Sunday, May 26, 2013

Guava Joiner: Converting an Iterable into a String

Guava's Joiner makes it really easy to convert an Iterable into a String, so you no longer have to iterate over it and build the String manually. Here is an example:
// joining a list
final List<String> fruits = Lists.newArrayList("apple", "banana", null, "cherry");
System.out.println(Joiner.on(", ").skipNulls().join(fruits));

// joining a map
final Map<String, Integer> people = ImmutableMap.of("Alice", 21, "Bob", 19);
System.out.println(Joiner.on("\n").withKeyValueSeparator(": ").join(people));
prints:
apple, banana, cherry
Alice: 21
Bob: 19

Saturday, May 25, 2013

JAXB: Marshalling/Unmarshalling Example

This post shows how you can marshal a JAXB object into XML and unmarshal XML into a JAXB object.

Consider the following JAXB class:

import javax.xml.bind.annotation.*;

@XmlRootElement
public class Book {

  @XmlElement
  private String author;

  @XmlElement
  private String title;
}
Unmarshalling:
To convert an XML string into an object of class Book:
public static Book unmarshal(final String xml) throws JAXBException {
  return (Book) JAXBContext.newInstance(Book.class)
                           .createUnmarshaller()
                           .unmarshal(new StringReader(xml));
}
Marshalling:
To convert a Book object into an XML string:
public static String marshal(Book book) throws JAXBException {
  final Marshaller m = JAXBContext.newInstance(Book.class)
                                  .createMarshaller();
  m.setProperty(Marshaller.JAXB_FORMATTED_OUTPUT, true);
  final StringWriter w = new StringWriter();
  m.marshal(book, w);
  return w.toString();
}

Sunday, April 28, 2013

Useless Use of Grep

Most of us are familiar with the infamous Useless Use of Cat Award which is awarded for unnecessary use of the cat command.
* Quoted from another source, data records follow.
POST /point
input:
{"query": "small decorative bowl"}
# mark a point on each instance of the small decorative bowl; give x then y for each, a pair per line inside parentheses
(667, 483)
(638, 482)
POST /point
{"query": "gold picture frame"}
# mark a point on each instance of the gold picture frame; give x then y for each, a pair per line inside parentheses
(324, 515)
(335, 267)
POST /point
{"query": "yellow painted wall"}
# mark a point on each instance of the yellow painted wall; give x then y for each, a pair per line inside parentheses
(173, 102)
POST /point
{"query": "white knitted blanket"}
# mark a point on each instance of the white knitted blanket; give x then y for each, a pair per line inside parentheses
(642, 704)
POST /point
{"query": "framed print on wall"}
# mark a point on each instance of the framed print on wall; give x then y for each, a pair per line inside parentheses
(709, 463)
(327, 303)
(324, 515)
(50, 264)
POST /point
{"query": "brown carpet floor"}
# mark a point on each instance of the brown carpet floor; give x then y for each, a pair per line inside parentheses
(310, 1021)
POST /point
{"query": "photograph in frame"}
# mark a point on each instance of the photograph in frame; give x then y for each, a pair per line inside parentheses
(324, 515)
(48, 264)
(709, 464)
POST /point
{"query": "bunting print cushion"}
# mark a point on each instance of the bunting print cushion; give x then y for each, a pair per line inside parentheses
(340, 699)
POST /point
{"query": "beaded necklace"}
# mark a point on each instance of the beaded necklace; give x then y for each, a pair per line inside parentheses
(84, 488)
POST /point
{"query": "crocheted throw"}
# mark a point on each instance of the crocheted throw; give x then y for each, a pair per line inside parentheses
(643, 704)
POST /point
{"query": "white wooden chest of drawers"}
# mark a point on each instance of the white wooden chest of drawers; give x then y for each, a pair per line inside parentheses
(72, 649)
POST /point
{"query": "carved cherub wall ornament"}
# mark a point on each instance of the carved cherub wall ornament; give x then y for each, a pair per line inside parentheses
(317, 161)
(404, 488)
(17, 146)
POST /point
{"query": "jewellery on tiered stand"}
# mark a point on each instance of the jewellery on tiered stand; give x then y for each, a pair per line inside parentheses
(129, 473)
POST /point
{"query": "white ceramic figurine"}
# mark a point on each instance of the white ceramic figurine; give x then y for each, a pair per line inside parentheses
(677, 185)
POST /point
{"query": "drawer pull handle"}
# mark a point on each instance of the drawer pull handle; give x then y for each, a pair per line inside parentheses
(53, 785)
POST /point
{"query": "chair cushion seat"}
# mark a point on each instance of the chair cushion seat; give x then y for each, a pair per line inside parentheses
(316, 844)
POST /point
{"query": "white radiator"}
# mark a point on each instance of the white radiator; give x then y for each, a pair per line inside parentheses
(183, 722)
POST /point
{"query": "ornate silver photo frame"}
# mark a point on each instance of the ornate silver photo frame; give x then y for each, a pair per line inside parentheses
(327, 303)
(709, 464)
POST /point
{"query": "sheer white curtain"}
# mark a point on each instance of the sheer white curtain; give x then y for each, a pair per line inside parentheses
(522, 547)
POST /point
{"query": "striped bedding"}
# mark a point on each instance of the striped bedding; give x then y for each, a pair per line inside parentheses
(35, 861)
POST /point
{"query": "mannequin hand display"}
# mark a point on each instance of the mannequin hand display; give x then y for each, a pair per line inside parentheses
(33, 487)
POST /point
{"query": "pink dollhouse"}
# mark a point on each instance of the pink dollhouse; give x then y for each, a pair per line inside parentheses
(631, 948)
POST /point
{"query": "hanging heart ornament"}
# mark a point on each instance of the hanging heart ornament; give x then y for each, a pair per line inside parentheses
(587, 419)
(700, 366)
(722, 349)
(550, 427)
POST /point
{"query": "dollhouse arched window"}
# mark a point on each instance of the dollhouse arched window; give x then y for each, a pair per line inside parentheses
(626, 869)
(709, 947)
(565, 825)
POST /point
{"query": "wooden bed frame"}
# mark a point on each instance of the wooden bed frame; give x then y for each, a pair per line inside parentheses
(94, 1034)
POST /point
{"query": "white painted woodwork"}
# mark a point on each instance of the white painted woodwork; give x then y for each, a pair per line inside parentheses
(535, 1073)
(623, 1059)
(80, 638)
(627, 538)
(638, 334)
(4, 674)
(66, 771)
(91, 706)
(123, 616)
A while back, I also wrote about Useless Use of Echo in which I advised using here-strings and here-docs instead of the echo command. In a similar vein, this post is about the useless use of the grep command.

Useless use of grep | awk
awk can match patterns, so there is no need to pipe the output of grep to awk. For example, the following:

grep pattern file | awk '{commands}'
can be re-written as:
awk '/pattern/{commands}' file
Similarly:
grep -v pattern file | awk '{commands}'
can be re-written as:
awk '!/pattern/{commands}' file

Useless use of grep | sed
sed can match patterns, so you don't need to pipe the output of grep to sed. For example, the following:

grep pattern file | sed 's/foo/bar/g'
can be re-written as:
sed -n '/pattern/{s/foo/bar/p}' file
Similarly:
grep -v pattern file | sed 's/foo/bar/g'
can be re-written as:
sed -n '/pattern/!{s/foo/bar/p}' file

Useless use of grep in conditions
If you find yourself using grep in conditional statements to check if a string variable matches a certain pattern, consider using bash's in-built string matching instead. For example, the following:

if grep -q pattern <<< "$var"; then
    # do something
fi
can be re-written as:
if [[ $var == *pattern* ]]; then
    # do something
fi
or, if your pattern is a regex, rather than a fixed string, use:
if [[ $var =~ pattern ]]; then
    # do something
fi

Saturday, April 27, 2013

Adding Java System Properties from a Properties File

Apache Commons Configuration provides a very easy way to load a properties file into the system properties:
try {
  final PropertiesConfiguration propsConfig = new PropertiesConfiguration(
                                              Foo.class.getResource("foo.properties"));
  SystemConfiguration.setSystemProperties(propsConfig);
} catch (Exception e) {
  throw new RuntimeException("Failed to load config file: " + propsFile, e);
}
If you are unable to use this library, then you will have to use the longer, more tedious approach of loading the properties file, iterating over the properties and setting each one into the system properties. This is shown below:
final Properties props = new Properties();
final InputStream in = Foo.class.getResourceAsStream("foo.properties");
try {
  props.load(in);
  for (final Entry<Object, Object> entry : props.entrySet()) {
    System.setProperty(entry.getKey().toString(), entry.getValue().toString());
  }
} catch (IOException e) {
  throw new RuntimeException("Failed to load properties", e);
}
finally {
  try {
    in.close();
  } catch (IOException e) {
    // don't care
  }
}

Monday, April 01, 2013

Gracefully Shutting Down Spring Applications

To gracefully shutdown your spring (non-web) application, you should do two things:

1. Register a shutdown hook
Call registerShutdownHook() that is declared in the AbstractApplicationContext class in order to register a shutdown hook with the JVM. I wrote about Shutdown Hooks in a previous post. They allow your application to perform "clean up" when the JVM exits either naturally or with a kill/Ctrl+C signal. Spring's shutdown hook closes your application context and hence calls the relevant destroy methods on your beans so that all resources are released (provided that the destroy callbacks have been implemented correctly!). Also, note that no guarantee can be made about whether or not any shutdown hooks will be run if the JVM aborts with the SIGKILL signal (kill -9) on Unix or the TerminateProcess call on MS Windows.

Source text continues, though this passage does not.